In the present work, we studied the potential anti-obesity effect of high dosage GSSE in high-fat-diet (HFD)-induced obesity in rat, with an emphasis on the protection afforded against lipotoxicity-induced lung oxidative stress and energy metabolism alteration. Data mainly showed that obesity induced oxidative stress into lung and altered energy metabolism and that GSSE prevented efficiently from the disturbances elicited upon HFD treatment.

Materials and methods

Grape seed and skin extract preparation

Grape seed and skin extract was processed from a grape cultivar (Carignan) of Vitis vinifera from northern Tunisia. Seeds were manually separated from skin, air-dried and grounded separately with a coffee grinder (FP 3121Moulinex) until a fine powder was obtained. Both powders were then mixed at 50:50 ratios on a dry weight basis in 10% ethanol (v/v) at dark. After vigorous stirring and centrifugation at 10,000 g for 15 min at 4 °C, supernatant containing soluble polyphenols was used. Total phenolic content was determined by the Folin- Ciocalteau colorimetric method [12]. Additionally, the Dewanto et al. [13] and Sun et al. [14] methods have been used for flavonoid and condensed tannin determination respectively. GSSE composition was established using gas chromatography coupled with mass spectrometry (GC-MS) according to the procedures described by Erbing et al. [15].

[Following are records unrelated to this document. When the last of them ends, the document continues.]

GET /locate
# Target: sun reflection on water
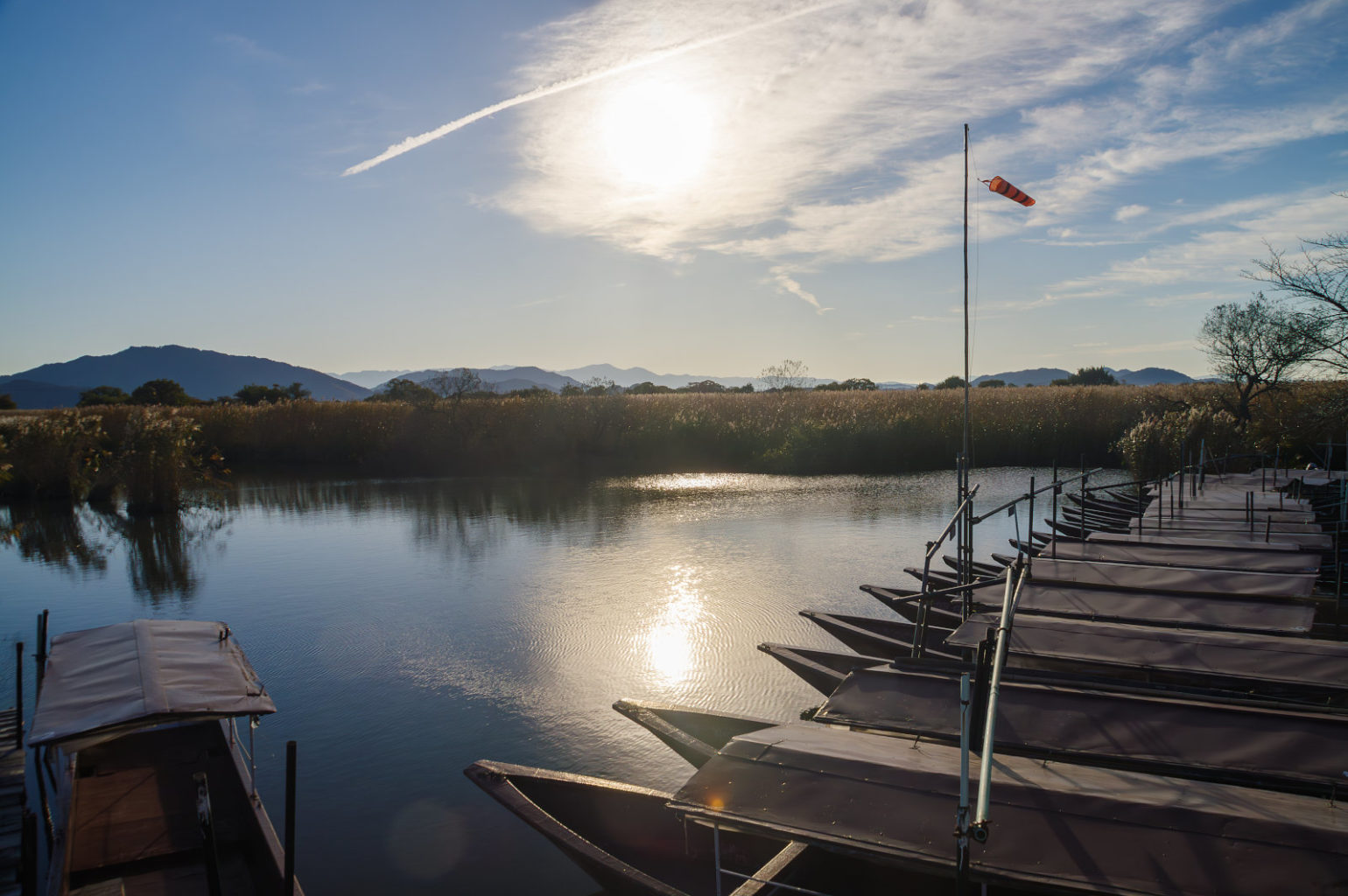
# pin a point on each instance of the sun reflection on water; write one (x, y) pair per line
(670, 643)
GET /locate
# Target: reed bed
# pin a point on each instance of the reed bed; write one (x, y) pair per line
(158, 452)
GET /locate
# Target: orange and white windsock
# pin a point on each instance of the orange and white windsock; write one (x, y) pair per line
(998, 185)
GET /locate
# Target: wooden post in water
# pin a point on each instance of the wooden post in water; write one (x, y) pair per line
(207, 821)
(289, 886)
(1053, 531)
(18, 696)
(40, 655)
(1029, 558)
(29, 853)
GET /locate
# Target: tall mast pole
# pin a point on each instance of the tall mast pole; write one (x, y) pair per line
(965, 444)
(965, 547)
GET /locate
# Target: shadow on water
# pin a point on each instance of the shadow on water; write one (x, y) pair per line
(161, 549)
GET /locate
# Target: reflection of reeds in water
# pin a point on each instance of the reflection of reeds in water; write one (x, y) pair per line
(154, 454)
(161, 549)
(144, 456)
(53, 534)
(883, 431)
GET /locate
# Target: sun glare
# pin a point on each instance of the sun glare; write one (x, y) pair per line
(656, 134)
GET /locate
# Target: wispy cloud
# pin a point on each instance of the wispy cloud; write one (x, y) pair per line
(836, 137)
(603, 73)
(249, 49)
(785, 284)
(836, 125)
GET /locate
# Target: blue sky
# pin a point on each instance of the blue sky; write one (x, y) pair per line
(688, 186)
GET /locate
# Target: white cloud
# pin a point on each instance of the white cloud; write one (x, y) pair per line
(785, 284)
(836, 125)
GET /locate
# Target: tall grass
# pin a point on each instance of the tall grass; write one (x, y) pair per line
(773, 433)
(146, 457)
(157, 453)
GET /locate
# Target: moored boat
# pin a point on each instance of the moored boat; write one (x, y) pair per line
(154, 791)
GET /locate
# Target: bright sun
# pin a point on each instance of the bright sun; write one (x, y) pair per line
(656, 134)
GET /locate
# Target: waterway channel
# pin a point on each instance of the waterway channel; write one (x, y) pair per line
(407, 628)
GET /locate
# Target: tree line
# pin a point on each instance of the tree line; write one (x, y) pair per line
(172, 394)
(1297, 325)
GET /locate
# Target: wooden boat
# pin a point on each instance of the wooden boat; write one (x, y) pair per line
(1208, 612)
(1288, 668)
(883, 638)
(1180, 734)
(1056, 828)
(154, 793)
(693, 733)
(631, 841)
(821, 670)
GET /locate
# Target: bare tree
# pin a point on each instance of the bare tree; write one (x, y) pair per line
(1257, 345)
(788, 374)
(1317, 284)
(456, 384)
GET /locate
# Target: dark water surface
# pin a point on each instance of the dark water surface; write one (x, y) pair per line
(407, 628)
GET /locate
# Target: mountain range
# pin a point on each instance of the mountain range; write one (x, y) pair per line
(207, 374)
(202, 374)
(1046, 374)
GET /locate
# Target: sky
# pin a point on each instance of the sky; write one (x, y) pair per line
(688, 185)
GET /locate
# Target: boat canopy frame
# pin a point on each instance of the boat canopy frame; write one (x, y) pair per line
(107, 682)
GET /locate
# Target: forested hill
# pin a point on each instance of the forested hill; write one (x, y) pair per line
(202, 374)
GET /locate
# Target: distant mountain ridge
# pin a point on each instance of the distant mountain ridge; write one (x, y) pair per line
(202, 374)
(369, 379)
(209, 374)
(502, 381)
(1046, 374)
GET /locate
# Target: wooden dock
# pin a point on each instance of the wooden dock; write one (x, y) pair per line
(11, 805)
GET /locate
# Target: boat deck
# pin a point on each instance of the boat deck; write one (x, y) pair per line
(135, 814)
(11, 803)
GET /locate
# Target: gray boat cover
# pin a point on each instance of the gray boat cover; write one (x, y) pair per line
(105, 682)
(1168, 578)
(1119, 726)
(1197, 541)
(1262, 658)
(1240, 533)
(1228, 514)
(1051, 825)
(1204, 611)
(1225, 526)
(1190, 556)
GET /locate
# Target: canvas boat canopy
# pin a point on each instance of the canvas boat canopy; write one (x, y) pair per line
(1053, 825)
(1170, 578)
(105, 682)
(1183, 736)
(1300, 663)
(1183, 556)
(1190, 611)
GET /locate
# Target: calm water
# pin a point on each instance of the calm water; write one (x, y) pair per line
(407, 628)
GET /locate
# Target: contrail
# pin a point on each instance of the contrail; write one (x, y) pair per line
(558, 87)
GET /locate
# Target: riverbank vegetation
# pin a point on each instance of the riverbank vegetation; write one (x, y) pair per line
(147, 456)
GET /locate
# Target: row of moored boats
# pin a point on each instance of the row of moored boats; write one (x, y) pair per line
(1168, 714)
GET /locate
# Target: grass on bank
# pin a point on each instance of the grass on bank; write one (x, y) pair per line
(149, 454)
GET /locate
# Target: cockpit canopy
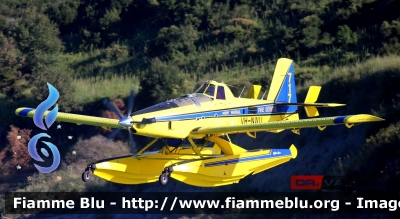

Briefly, hydrolysis of GSSE was performed by treatment with 2 M trifluoroacetic at 120 °C for 2 h and hydrolysates were converted into 100 μL dichloromethane. Extracts were performed under diminished pressure under a stream of helium N60. For GC, a Agilent 7890A GC instrument. GC-MS (EI, 70 eV) was performed on a Agilent 5975C inert GC-MSD instrument with triple-axis detector. GSSE were analyzed on HP-5 capillary column (30 m × 0.25 mm coated with 5% phenylmethylpolysiloxane × 0.25 μm) using the temperature program150°C (1 min); 180 °C at 1 °C/min; 250 °C at 2 °C/min; 300 °C at 15 °C/min and at 300 °C (10 min).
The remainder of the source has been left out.